La pizza è un cibo che viene consumato in ogni parte del mondo e si stima che generi un fatturato globale di oltre 10 miliardi di euro all’anno, dove solamente in Italia vengono sfornate ogni giorno circa 8 milioni di pizze. Nel 2017 la pizza e la sua arte come tramandata dal pizzaiolo napoletano è stata riconosciuta dall’UNESCO patrimonio immateriale dell’umanità.
Infatti, il patrimonio culturale non è composto solo da monumenti od oggetti, ma anche da tutte le tradizioni che includono anche conoscenze, forme di artigianato e arti. E quest’arte del pizzaiolo è in grado di fornire alla comunità un senso di identità e di promuovere la diversità culturale e la creatività umana. Questa pratica culinaria protetta comprende la preparazione dell’impasto, un movimento rotatorio fatto dal pizzaiolo e la cottura nel forno a legna. E proprio perché la pizza ha assunto un significativo valore economico per le aziende che la producono, numerose sono le questioni giuridiche che coinvolgono tale alimento.
Oltre alle annose dispute - anche familiari - sul diritto all’utilizzo del marchio di note pizzerie che hanno occupato per anni le aule di giustizia (Sorbillo, da Michele, ecc.), vi sono singolari pronunce giurisprudenziali che mettono in risalto il metodo di lavorazione e produzione della pizza.

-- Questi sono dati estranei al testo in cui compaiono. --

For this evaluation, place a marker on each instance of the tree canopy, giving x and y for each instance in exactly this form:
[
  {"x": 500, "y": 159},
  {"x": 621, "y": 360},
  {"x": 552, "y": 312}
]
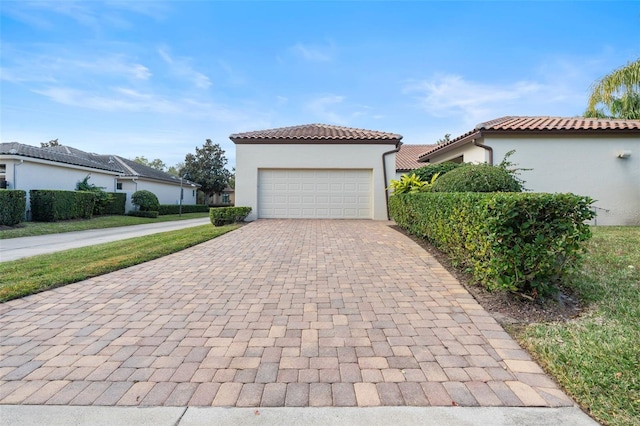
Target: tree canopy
[
  {"x": 617, "y": 95},
  {"x": 157, "y": 164},
  {"x": 207, "y": 168}
]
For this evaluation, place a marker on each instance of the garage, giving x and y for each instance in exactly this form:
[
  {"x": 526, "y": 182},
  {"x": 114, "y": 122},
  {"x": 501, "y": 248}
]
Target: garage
[
  {"x": 314, "y": 194},
  {"x": 315, "y": 171}
]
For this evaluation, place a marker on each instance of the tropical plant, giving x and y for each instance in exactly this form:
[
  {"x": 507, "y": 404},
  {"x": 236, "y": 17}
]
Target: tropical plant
[
  {"x": 411, "y": 184},
  {"x": 617, "y": 95}
]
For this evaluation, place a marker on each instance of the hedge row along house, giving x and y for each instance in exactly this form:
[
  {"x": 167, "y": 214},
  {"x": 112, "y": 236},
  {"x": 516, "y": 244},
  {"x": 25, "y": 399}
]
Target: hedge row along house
[
  {"x": 326, "y": 171},
  {"x": 599, "y": 158},
  {"x": 60, "y": 167}
]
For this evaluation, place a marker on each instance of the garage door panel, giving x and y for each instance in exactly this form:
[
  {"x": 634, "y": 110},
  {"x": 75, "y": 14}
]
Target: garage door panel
[{"x": 314, "y": 193}]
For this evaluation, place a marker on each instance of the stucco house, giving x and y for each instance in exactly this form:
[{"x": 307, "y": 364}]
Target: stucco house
[
  {"x": 60, "y": 167},
  {"x": 595, "y": 157},
  {"x": 407, "y": 158},
  {"x": 315, "y": 171}
]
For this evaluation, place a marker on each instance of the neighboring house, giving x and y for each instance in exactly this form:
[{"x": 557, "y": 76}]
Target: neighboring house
[
  {"x": 227, "y": 197},
  {"x": 315, "y": 171},
  {"x": 60, "y": 167},
  {"x": 595, "y": 157},
  {"x": 407, "y": 158}
]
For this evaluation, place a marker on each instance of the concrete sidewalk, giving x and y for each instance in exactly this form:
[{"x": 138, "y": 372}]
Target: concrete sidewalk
[
  {"x": 21, "y": 415},
  {"x": 18, "y": 248}
]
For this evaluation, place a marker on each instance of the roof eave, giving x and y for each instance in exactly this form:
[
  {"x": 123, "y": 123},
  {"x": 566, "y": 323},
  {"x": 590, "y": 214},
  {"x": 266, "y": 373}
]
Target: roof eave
[
  {"x": 315, "y": 141},
  {"x": 442, "y": 149}
]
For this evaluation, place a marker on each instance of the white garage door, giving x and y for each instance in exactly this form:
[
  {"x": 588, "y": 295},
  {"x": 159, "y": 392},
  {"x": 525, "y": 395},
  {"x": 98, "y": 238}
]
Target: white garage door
[{"x": 311, "y": 194}]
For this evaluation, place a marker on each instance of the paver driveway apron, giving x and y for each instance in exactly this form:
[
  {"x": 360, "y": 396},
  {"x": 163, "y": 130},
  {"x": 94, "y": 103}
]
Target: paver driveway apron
[{"x": 277, "y": 313}]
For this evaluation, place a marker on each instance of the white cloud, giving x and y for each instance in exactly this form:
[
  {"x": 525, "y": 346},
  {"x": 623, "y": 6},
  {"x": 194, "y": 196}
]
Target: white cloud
[
  {"x": 116, "y": 99},
  {"x": 452, "y": 95},
  {"x": 59, "y": 65},
  {"x": 86, "y": 13},
  {"x": 182, "y": 68},
  {"x": 314, "y": 53}
]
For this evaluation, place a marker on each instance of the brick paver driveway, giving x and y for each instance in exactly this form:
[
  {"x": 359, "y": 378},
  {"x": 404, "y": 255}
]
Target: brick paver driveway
[{"x": 277, "y": 313}]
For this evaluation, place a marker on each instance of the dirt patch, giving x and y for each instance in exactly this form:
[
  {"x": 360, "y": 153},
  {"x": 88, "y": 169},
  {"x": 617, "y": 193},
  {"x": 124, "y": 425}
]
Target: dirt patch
[{"x": 508, "y": 307}]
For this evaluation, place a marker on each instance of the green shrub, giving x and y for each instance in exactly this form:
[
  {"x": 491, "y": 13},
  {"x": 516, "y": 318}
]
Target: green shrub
[
  {"x": 225, "y": 215},
  {"x": 411, "y": 184},
  {"x": 102, "y": 198},
  {"x": 477, "y": 178},
  {"x": 426, "y": 173},
  {"x": 13, "y": 203},
  {"x": 145, "y": 201},
  {"x": 186, "y": 208},
  {"x": 509, "y": 241},
  {"x": 53, "y": 205},
  {"x": 143, "y": 213},
  {"x": 117, "y": 202}
]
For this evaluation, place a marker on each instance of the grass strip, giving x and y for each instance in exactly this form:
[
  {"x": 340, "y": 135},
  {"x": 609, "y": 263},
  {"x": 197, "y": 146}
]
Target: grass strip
[
  {"x": 596, "y": 357},
  {"x": 30, "y": 229},
  {"x": 31, "y": 275}
]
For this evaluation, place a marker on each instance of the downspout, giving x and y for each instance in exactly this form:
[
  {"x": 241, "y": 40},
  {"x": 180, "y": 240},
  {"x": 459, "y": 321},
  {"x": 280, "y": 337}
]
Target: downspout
[
  {"x": 14, "y": 172},
  {"x": 27, "y": 211},
  {"x": 488, "y": 148},
  {"x": 386, "y": 183}
]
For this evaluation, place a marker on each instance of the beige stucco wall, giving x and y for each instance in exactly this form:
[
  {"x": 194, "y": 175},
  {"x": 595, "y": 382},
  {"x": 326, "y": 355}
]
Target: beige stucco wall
[
  {"x": 582, "y": 164},
  {"x": 250, "y": 158}
]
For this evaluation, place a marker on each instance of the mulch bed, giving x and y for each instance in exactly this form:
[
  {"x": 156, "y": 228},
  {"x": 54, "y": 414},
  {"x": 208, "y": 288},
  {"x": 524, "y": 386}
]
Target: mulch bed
[{"x": 507, "y": 307}]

Si pensi ad una recente sentenza di una Corte del Texas (New York Pizzeria Inc. v. Ravinder Syal et al.) che si è cimentata in un caso in cui si chiedeva la tutela giuridica del sapore della pizza: una nota catena di pizzerie aveva citato in giudizio alcuni ex dipendenti contestando loro di essersi indebitamente appropriati dei suoi segreti industriali riguardanti ricette, ingredienti e particolari metodi di preparazione della pizza che le conferivano un sapore particolare, a suo dire, unico e quindi idoneo ad essere tutelato come un marchio gustativo. E la Corte americana ha affermato che al sapore di una pizza può essere accordata un’esclusività vietandone la riproduzione da parte di terzi a condizione che abbia acquisito una capacità distintiva e cioè che sia divenuto idoneo ad essere associato alla sua origine imprenditoriale (c.d. “secondary meaning”) e che non sia un elemento funzionale al prodotto che contraddistingue. Quando questi requisiti sono soddisfatti, un particolare sapore o gusto può essere registrato come marchio gustativo che esclude quindi la riproducibilità da parte di chi non è autorizzato.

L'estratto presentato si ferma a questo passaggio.